Amnesty International on Friday called on Egypt’s government to arrest Sudanese President Omar al-Bashir when he arrives in Cairo this Sunday to meet with President Mohamed Morsy and other top Egyptian officials as part of a two-day visit.
The International Criminal Court (ICC) has issued two arrest warrants for Bashir on charges of genocide, crimes against humanity and war crimes in Darfur.
“If Egypt welcomes Omar al-Bashir it will become a safe haven for alleged perpetrators of genocide,” Marek Marczyński, the international justice campaign manager for Amnesty International, said in a statement for the organization Friday. He added that “Egypt should not allow Omar al-Bashir to enter its territory, and must arrest him if he arrives.”

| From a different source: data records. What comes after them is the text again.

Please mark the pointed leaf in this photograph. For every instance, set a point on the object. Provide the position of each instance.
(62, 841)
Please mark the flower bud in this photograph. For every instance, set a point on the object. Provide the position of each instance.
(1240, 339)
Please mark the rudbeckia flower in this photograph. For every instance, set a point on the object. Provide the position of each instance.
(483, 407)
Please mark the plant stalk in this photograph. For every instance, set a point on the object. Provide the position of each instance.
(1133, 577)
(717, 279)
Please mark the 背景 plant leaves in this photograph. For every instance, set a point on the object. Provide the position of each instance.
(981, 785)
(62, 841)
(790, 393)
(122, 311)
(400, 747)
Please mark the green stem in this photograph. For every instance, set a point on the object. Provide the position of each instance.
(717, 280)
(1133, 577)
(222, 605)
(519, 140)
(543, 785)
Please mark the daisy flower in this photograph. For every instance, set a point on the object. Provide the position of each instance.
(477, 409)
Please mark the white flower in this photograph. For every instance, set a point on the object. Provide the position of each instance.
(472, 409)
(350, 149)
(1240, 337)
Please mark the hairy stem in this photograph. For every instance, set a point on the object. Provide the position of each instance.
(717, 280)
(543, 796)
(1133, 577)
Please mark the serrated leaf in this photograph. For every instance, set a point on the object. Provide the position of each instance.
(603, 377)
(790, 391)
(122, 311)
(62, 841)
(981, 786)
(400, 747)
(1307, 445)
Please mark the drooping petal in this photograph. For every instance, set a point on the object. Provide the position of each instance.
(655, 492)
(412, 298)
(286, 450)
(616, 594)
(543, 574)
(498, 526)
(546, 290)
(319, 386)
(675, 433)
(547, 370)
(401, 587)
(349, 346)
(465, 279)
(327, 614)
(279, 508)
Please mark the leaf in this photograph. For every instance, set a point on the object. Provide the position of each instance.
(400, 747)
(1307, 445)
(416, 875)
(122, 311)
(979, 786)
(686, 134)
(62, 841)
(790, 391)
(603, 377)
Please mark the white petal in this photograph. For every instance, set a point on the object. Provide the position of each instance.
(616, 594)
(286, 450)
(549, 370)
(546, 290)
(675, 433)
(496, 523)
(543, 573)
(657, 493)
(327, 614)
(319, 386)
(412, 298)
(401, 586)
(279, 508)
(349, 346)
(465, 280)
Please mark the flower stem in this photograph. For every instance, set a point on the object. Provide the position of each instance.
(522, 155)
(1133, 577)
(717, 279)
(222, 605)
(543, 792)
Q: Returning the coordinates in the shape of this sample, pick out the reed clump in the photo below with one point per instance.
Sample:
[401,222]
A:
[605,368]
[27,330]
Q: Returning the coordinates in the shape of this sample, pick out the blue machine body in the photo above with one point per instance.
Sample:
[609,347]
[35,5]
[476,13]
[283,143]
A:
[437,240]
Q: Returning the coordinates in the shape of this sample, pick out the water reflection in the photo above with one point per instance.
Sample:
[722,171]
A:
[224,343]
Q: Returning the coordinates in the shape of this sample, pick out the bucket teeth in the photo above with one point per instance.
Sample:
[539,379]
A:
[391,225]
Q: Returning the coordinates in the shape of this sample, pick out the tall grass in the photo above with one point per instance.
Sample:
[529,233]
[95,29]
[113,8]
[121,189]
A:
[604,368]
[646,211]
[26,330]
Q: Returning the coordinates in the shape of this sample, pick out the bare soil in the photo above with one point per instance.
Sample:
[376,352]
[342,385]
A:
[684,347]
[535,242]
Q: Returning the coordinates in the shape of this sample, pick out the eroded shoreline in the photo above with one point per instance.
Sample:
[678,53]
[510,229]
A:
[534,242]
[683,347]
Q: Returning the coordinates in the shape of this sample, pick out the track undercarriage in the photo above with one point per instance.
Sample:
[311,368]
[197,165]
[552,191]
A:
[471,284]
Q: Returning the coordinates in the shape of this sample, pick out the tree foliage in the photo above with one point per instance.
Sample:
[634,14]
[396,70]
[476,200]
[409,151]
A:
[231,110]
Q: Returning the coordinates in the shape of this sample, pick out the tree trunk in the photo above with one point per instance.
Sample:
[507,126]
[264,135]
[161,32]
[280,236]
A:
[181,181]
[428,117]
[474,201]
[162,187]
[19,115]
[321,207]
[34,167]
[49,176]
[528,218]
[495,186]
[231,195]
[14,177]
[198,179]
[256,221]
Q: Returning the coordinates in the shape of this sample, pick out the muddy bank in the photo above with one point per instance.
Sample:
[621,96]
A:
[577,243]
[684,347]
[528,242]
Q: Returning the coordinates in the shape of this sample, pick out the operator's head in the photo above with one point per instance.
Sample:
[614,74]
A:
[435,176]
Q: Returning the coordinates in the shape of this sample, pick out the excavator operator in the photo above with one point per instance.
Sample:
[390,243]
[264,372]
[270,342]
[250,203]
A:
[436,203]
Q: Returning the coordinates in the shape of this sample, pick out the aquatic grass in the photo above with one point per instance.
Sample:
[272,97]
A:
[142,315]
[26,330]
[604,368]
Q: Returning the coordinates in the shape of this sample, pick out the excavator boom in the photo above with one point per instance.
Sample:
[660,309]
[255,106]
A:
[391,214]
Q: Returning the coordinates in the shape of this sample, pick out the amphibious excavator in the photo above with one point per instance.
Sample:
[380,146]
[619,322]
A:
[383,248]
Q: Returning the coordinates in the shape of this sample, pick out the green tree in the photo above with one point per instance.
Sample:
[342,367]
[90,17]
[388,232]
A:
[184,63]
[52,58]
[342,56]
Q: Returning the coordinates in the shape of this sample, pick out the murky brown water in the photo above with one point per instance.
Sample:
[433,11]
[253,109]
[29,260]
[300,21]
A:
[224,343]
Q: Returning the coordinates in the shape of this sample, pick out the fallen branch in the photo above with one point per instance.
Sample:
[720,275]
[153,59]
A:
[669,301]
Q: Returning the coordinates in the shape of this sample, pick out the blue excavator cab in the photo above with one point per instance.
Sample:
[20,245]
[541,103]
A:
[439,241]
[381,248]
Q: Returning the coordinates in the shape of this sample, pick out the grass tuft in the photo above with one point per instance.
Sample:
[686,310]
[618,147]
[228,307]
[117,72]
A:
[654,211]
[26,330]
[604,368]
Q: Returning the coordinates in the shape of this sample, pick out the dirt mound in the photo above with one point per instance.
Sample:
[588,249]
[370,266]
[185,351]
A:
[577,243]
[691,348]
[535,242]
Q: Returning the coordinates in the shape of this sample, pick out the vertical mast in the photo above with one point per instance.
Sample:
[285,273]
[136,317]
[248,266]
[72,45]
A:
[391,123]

“In his first address, President Morsy said that Egypt’s values and identity would uphold humanitarian values, especially in freedom and human rights. How can he now shake hands with a man wanted for genocide?” said Marczyński.
The ICC charged Bashir with committing war crimes in Darfur and issued an arrest warrant against him in March 2009. In July 2010, the court brought three different counts of genocide against him. The warrants charge him with criminal responsibility on 10 counts, including murder, forced migration, torture and rape.
Officials from the Egyptian Foreign Ministry have said that Bashir would not be arrested on any visit to the country.
“Cairo will not adopt any measures that go against its policies and historical relations with our brotherly Sudanese nation,” Mahmoud Ezzat, head of the Foreign Ministry’s judicial department, said last year.
Bashir visited Cairo in March 2009, just weeks after the ICC first called for his arrest. Bashir also visited Cairo in March 2011 following the overthrow of former President Hosni Mubarak, and on that visit met with members of the Muslim Brotherhood’s leadership. Former International Atomic Energy Agency chief and reform activist Mohamed ElBaradei refused to meet with him at the time.
Egypt is not a party to the Rome Statute of the ICC, but Amnesty said that the nation should remember all states have a shared responsibility to ensure that persons suspected of genocide and crimes against humanity are investigated and brought to justice.